WAIHA affects about 45,000 patients in the US and brings the risk of a premature death in up to 8 percent of them, according to Momenta. The company began a Phase II/III clinical trial in the disorder last year. The main goal of the study is showing a change in hemoglobin levels from baseline. Secondary goals include assessing the destruction of red blood cells, as well as fatigue.

Momenta temporarily suspended patient enrollment in the study in April due to the COVID-19 pandemic. When the company released financial results for the second quarter in early August, it said it anticipated enrollment would resume in the fourth quarter of this year. Separate clinical studies are underway testing Momenta’s lead drug candidate in other autoimmune diseases including the neuromuscular disease generalized myasthenia gravis (MG), and the blood disorder hemolytic disease of the fetus and newborn, also known as erythroblastosis fetalis.

Momenta’s emergence as an autoimmune disease therapies contender marks a change in course from the company’s origins as a developer of generic drugs. The company began a strategy shift with the 2011 acquisition of the scientific assets of Virdante Pharmaceuticals, a company whose “sialic switch” technology offers a way to add sialic acid, an acidic sugar, to protein. That technology was used to create Momenta drug candidate M254, which is being developed as a more potent alternative to intravenous immunoglobulin, an antibody therapy made from blood plasma.

For years, Momenta pursued a dual strategy that maintained the legacy generic and biosimilar business alongside its work developing novel drugs. In 2018, the company restructured, keeping the late-stage and commercialized generic and biosimilar products but ending the development of new ones. To finance the new approach, the biotech used revenue from its commercialized products to fuel its burgeoning autoimmune disease drug pipeline.

That pipeline includes another Fc receptor-targeting drug candidate, M230. Momenta is developing that antibody under a partnership with blood therapies company CSL Limited. It’s currently in Phase I testing. M254, which was developed using technology from the Virdante deal, is in Phase I/II testing. A fourth Momenta program, M267, is in preclinical development for its potential to enhance the Fc activity of currently marketed or still experimental antibody drugs.

In its announcement of the Momenta acquisition, J&J says the deal gives it an opportunity to expand its reach into autoantibody-driven diseases.
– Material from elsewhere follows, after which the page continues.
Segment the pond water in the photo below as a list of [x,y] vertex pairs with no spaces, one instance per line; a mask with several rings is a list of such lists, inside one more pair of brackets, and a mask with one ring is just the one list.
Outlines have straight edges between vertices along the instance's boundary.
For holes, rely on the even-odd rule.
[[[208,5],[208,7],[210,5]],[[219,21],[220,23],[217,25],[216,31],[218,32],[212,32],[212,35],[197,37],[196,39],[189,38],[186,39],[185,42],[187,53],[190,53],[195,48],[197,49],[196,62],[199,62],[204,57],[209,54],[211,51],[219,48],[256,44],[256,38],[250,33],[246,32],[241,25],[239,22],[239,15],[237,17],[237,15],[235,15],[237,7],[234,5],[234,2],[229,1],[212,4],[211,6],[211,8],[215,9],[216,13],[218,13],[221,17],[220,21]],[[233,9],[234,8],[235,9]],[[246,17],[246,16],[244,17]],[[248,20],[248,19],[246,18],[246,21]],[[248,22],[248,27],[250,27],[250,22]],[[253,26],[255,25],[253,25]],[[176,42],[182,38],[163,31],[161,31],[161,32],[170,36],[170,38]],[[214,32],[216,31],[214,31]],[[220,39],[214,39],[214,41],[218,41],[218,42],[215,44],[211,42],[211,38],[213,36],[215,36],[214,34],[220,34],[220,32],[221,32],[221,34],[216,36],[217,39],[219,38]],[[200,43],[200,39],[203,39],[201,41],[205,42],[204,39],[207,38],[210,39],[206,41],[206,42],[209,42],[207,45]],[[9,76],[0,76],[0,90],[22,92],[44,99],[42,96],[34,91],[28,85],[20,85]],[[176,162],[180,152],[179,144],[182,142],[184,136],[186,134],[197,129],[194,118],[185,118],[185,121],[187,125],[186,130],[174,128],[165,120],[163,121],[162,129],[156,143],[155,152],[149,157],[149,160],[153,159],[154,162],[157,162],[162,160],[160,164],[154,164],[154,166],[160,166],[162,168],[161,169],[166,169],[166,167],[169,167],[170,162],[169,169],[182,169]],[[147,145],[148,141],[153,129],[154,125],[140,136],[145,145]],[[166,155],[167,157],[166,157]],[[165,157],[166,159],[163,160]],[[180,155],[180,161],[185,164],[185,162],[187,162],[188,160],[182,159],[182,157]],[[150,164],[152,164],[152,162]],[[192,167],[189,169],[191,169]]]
The pharma giant adds that the diseases potentially addressed by Momenta’s lead drug fall within the scope of the therapeutic areas covered by its Janssen Pharmaceutical division. Janssen has commercialized five autoimmune therapies. Stelara (ustekinumab), a treatment for psoriasis and psoriatic arthritis, is the top seller among them, accounting for more than $6.3 billion in revenue last year.

Other companies are chasing the same molecular target as Momenta to potentially address autoantibody-driven diseases. In a Wednesday research note, SVB Leerink’s Thomas Smith wrote that J&J’s deal provides validation for the entire field of FcRn-targeting drug candidates. Immunovant is developing a subcutaneously injected antibody called IMVT-1401, currently in mid-stage testing in MG and thyroid eye disease. It’s also being readied for Phase II testing in WAIHA.
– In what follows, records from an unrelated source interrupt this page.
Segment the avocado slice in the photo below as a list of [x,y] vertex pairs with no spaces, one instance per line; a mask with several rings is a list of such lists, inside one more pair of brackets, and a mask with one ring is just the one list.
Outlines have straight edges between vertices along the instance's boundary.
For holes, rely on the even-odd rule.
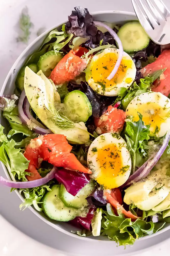
[[74,123],[59,115],[62,107],[55,85],[41,70],[36,74],[28,67],[25,70],[24,88],[31,108],[41,121],[54,133],[63,134],[70,143],[84,144],[89,135],[83,122]]

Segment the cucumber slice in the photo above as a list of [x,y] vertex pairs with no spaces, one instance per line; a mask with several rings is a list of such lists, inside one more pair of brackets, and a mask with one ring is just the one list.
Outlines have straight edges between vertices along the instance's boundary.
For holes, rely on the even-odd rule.
[[60,185],[53,186],[51,191],[48,191],[44,197],[42,207],[50,219],[59,221],[68,221],[75,218],[78,215],[78,211],[64,204],[59,196],[60,187]]
[[87,201],[86,198],[91,193],[94,188],[93,183],[92,181],[90,181],[74,196],[67,192],[64,186],[62,184],[60,187],[60,195],[66,206],[81,208],[87,205]]
[[[16,87],[20,92],[22,92],[24,89],[25,69],[26,66],[24,66],[21,68],[17,75],[15,81]],[[28,65],[28,66],[35,73],[37,72],[37,67],[36,64],[31,63]]]
[[132,52],[146,48],[150,39],[138,21],[126,23],[121,27],[117,35],[122,42],[125,51]]
[[65,114],[73,122],[85,122],[92,114],[92,108],[86,94],[75,90],[69,92],[64,100]]
[[42,70],[45,76],[48,77],[63,56],[61,52],[56,53],[54,51],[50,51],[46,53],[41,56],[38,62],[38,71]]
Belgian pharma company UCB has advanced its FcRn-blocking antibody, rozanolixizumab, to separate Phase III tests in MG and immune thrombocytopenic purpura (ITP). Netherlands-based Argenx is testing its FcRn-targeting antibody, efgartigimod, in MG, ITP, chronic inflammatory demyelinating polyneuropathy, and pemphigus vulgaris. Alexion Pharmaceuticals acquired its FcRn-blocking antibody via a 2018 buyout of Syntimmune. Boston-based Alexion advanced an intravenous version of the drug to Phase II testing in WAIHA, but ended that study earlier this year due to the COVID-19 pandemic. SVB Leerink estimates that the IgG-mediated diseases represent an addressable market that could reach $20 billion to $25 billion in the US by 2030.

J&J’s acquisition of Momenta has been approved by the boards of directors of both companies. If another buyer emerges and Momenta opts to go with a better offer, the merger agreement with J&J puts it on the hook for a $205 million termination fee, according to a securities filing. The deal is expected to close later this year.